Ca2+/calmodulin-dependent kinase II (CaMKII) has been implicated in cardiac hypertrophy and heart failure. We generated mice in which the predominant cardiac isoform, CaMKII delta, was genetically deleted (KO mice), and found that these mice showed no gross baseline changes in ventricular structure or function. In WT and KO mice, transverse aortic constriction (TAC) induced comparable increases in relative heart weight, cell size, HDACS phosphorylation, and hypertrophic gene expression. Strikingly, while KO mice showed preserved hypertrophy after 6-week TAC, CaMKII delta deficiency significantly ameliorated phenotypic changes associated with the transition to heart failure, such as chamber dilation, ventricular dysfunction, lung edema, cardiac fibrosis, and apoptosis.

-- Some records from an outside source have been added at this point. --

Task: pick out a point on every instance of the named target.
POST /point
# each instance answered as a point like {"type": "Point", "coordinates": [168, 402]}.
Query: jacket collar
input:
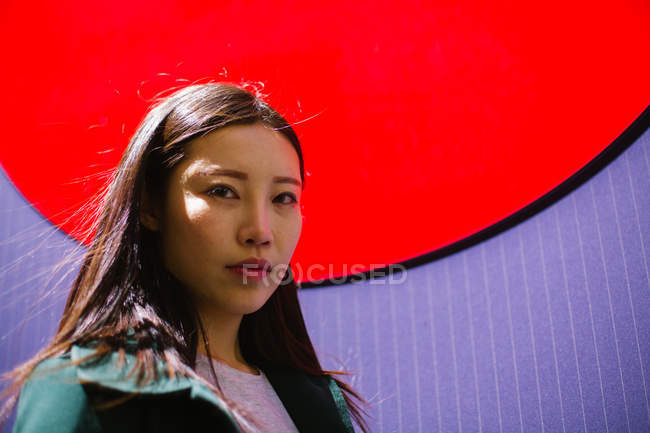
{"type": "Point", "coordinates": [106, 373]}
{"type": "Point", "coordinates": [300, 394]}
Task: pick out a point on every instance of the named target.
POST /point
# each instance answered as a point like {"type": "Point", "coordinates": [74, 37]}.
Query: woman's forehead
{"type": "Point", "coordinates": [240, 151]}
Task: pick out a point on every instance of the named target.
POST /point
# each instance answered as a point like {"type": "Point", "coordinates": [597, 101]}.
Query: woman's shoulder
{"type": "Point", "coordinates": [76, 392]}
{"type": "Point", "coordinates": [52, 399]}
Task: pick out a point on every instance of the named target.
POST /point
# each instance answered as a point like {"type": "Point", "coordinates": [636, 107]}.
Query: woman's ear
{"type": "Point", "coordinates": [149, 212]}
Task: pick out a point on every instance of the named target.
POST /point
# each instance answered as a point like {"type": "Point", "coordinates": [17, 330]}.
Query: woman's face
{"type": "Point", "coordinates": [235, 196]}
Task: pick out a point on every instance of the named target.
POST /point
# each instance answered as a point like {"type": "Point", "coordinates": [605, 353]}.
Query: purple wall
{"type": "Point", "coordinates": [544, 327]}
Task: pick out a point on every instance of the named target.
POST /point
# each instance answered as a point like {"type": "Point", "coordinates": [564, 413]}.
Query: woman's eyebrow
{"type": "Point", "coordinates": [243, 176]}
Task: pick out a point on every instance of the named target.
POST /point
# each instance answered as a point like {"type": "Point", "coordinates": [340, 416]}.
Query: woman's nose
{"type": "Point", "coordinates": [255, 228]}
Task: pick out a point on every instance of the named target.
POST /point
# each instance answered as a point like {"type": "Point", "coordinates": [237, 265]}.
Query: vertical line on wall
{"type": "Point", "coordinates": [512, 338]}
{"type": "Point", "coordinates": [491, 326]}
{"type": "Point", "coordinates": [471, 336]}
{"type": "Point", "coordinates": [638, 219]}
{"type": "Point", "coordinates": [396, 353]}
{"type": "Point", "coordinates": [531, 329]}
{"type": "Point", "coordinates": [591, 314]}
{"type": "Point", "coordinates": [629, 290]}
{"type": "Point", "coordinates": [377, 368]}
{"type": "Point", "coordinates": [453, 343]}
{"type": "Point", "coordinates": [432, 328]}
{"type": "Point", "coordinates": [571, 323]}
{"type": "Point", "coordinates": [416, 368]}
{"type": "Point", "coordinates": [609, 298]}
{"type": "Point", "coordinates": [550, 318]}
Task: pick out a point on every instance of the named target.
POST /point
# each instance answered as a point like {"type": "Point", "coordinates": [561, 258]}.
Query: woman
{"type": "Point", "coordinates": [184, 315]}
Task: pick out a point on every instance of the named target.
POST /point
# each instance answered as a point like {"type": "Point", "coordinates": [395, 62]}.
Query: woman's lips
{"type": "Point", "coordinates": [250, 273]}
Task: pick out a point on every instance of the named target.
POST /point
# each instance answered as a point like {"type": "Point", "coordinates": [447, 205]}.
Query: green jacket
{"type": "Point", "coordinates": [66, 399]}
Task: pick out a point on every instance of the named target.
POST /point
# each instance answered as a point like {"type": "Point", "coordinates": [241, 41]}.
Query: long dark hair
{"type": "Point", "coordinates": [123, 291]}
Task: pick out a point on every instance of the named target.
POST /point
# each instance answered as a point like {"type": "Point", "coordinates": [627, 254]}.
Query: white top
{"type": "Point", "coordinates": [253, 392]}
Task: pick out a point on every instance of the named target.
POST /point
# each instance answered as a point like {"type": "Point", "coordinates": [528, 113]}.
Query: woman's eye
{"type": "Point", "coordinates": [221, 191]}
{"type": "Point", "coordinates": [283, 198]}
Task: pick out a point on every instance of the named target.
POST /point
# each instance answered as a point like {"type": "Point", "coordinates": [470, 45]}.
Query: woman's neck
{"type": "Point", "coordinates": [221, 333]}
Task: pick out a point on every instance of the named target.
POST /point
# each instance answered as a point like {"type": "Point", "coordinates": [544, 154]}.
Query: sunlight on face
{"type": "Point", "coordinates": [235, 195]}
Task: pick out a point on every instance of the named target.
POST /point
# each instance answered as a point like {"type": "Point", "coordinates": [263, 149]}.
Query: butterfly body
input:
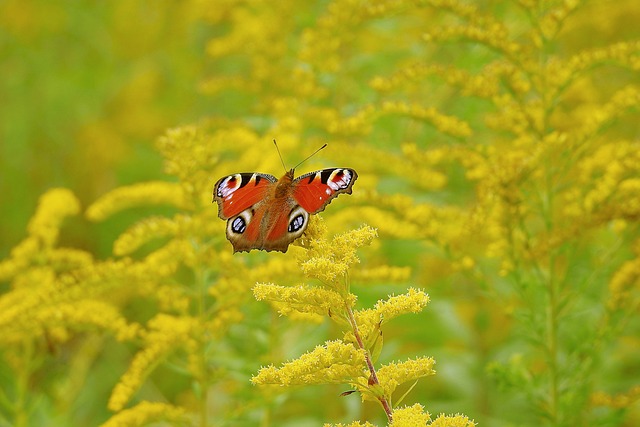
{"type": "Point", "coordinates": [267, 213]}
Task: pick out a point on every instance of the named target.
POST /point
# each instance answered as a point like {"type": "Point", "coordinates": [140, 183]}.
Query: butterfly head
{"type": "Point", "coordinates": [284, 184]}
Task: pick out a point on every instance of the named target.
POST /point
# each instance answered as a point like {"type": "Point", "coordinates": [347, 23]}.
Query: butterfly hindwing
{"type": "Point", "coordinates": [315, 190]}
{"type": "Point", "coordinates": [238, 192]}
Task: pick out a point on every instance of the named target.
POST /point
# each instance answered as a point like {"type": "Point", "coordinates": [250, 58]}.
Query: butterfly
{"type": "Point", "coordinates": [267, 213]}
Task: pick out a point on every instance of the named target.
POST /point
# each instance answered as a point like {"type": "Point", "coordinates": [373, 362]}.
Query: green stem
{"type": "Point", "coordinates": [202, 277]}
{"type": "Point", "coordinates": [22, 387]}
{"type": "Point", "coordinates": [373, 378]}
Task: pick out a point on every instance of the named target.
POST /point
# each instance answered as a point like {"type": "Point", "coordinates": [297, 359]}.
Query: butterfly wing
{"type": "Point", "coordinates": [243, 199]}
{"type": "Point", "coordinates": [315, 190]}
{"type": "Point", "coordinates": [238, 192]}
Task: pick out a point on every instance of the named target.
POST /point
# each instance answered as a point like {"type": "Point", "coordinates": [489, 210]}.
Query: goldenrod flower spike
{"type": "Point", "coordinates": [333, 363]}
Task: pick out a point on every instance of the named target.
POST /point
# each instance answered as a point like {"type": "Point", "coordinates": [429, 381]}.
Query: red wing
{"type": "Point", "coordinates": [238, 192]}
{"type": "Point", "coordinates": [314, 191]}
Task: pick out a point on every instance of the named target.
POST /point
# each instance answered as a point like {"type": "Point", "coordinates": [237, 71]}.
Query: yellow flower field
{"type": "Point", "coordinates": [484, 271]}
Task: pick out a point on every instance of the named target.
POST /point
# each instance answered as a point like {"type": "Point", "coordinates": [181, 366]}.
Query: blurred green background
{"type": "Point", "coordinates": [85, 89]}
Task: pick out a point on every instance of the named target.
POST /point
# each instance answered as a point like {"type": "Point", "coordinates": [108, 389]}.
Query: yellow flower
{"type": "Point", "coordinates": [333, 363]}
{"type": "Point", "coordinates": [329, 262]}
{"type": "Point", "coordinates": [396, 373]}
{"type": "Point", "coordinates": [410, 416]}
{"type": "Point", "coordinates": [303, 299]}
{"type": "Point", "coordinates": [166, 335]}
{"type": "Point", "coordinates": [452, 421]}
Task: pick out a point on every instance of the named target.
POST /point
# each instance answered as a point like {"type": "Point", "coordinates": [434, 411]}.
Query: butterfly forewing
{"type": "Point", "coordinates": [238, 192]}
{"type": "Point", "coordinates": [315, 190]}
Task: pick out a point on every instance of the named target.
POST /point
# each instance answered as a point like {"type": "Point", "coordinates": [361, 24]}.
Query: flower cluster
{"type": "Point", "coordinates": [351, 360]}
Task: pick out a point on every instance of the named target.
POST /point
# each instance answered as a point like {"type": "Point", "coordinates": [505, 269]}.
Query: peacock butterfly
{"type": "Point", "coordinates": [267, 213]}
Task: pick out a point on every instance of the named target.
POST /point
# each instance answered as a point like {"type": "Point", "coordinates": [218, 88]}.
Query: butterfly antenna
{"type": "Point", "coordinates": [308, 157]}
{"type": "Point", "coordinates": [280, 155]}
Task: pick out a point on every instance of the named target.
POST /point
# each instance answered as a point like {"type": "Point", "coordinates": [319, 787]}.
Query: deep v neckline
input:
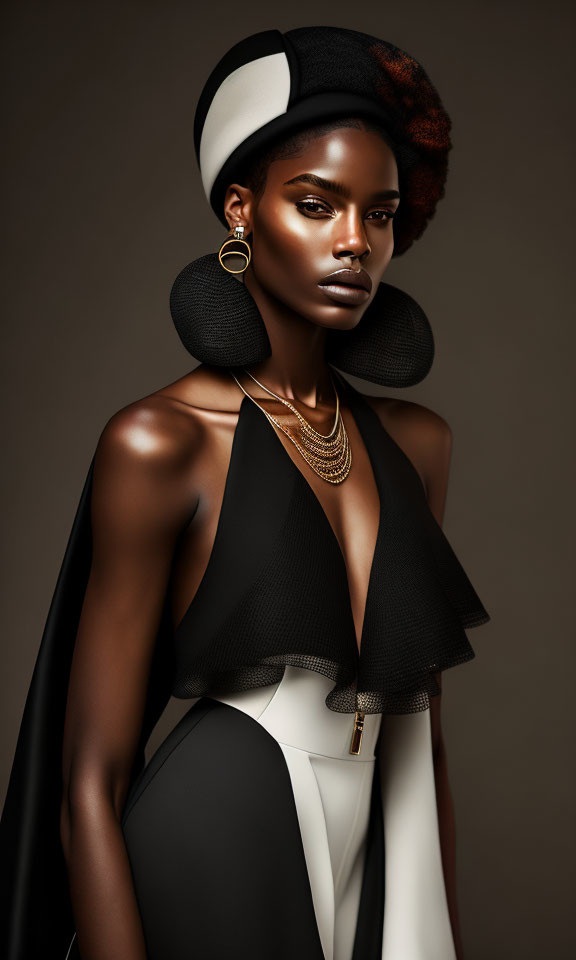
{"type": "Point", "coordinates": [363, 429]}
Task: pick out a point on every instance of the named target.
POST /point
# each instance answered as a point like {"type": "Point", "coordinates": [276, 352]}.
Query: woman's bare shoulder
{"type": "Point", "coordinates": [410, 421]}
{"type": "Point", "coordinates": [169, 425]}
{"type": "Point", "coordinates": [424, 435]}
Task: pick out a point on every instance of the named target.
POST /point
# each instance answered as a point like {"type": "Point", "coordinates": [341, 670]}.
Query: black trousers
{"type": "Point", "coordinates": [217, 858]}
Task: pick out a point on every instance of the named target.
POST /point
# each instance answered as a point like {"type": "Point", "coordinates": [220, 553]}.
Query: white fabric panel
{"type": "Point", "coordinates": [250, 97]}
{"type": "Point", "coordinates": [416, 919]}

The ratio of IP(3)R2 to ryanodine receptor 2 (RyR2) and the fraction of RyR2 phosphorylated at the CaMKII site increased significantly during development of heart failure in WT mice, but not KO mice, and this was associated with enhanced Ca2+ spark frequency only in WT mice. We suggest that CaMKII delta contributes to cardiac decompensation by enhancing RyR2-mediated sarcoplasmic reticulum Ca2+ leak and that attenuating CaMKII delta activation can limit the progression to heart failure.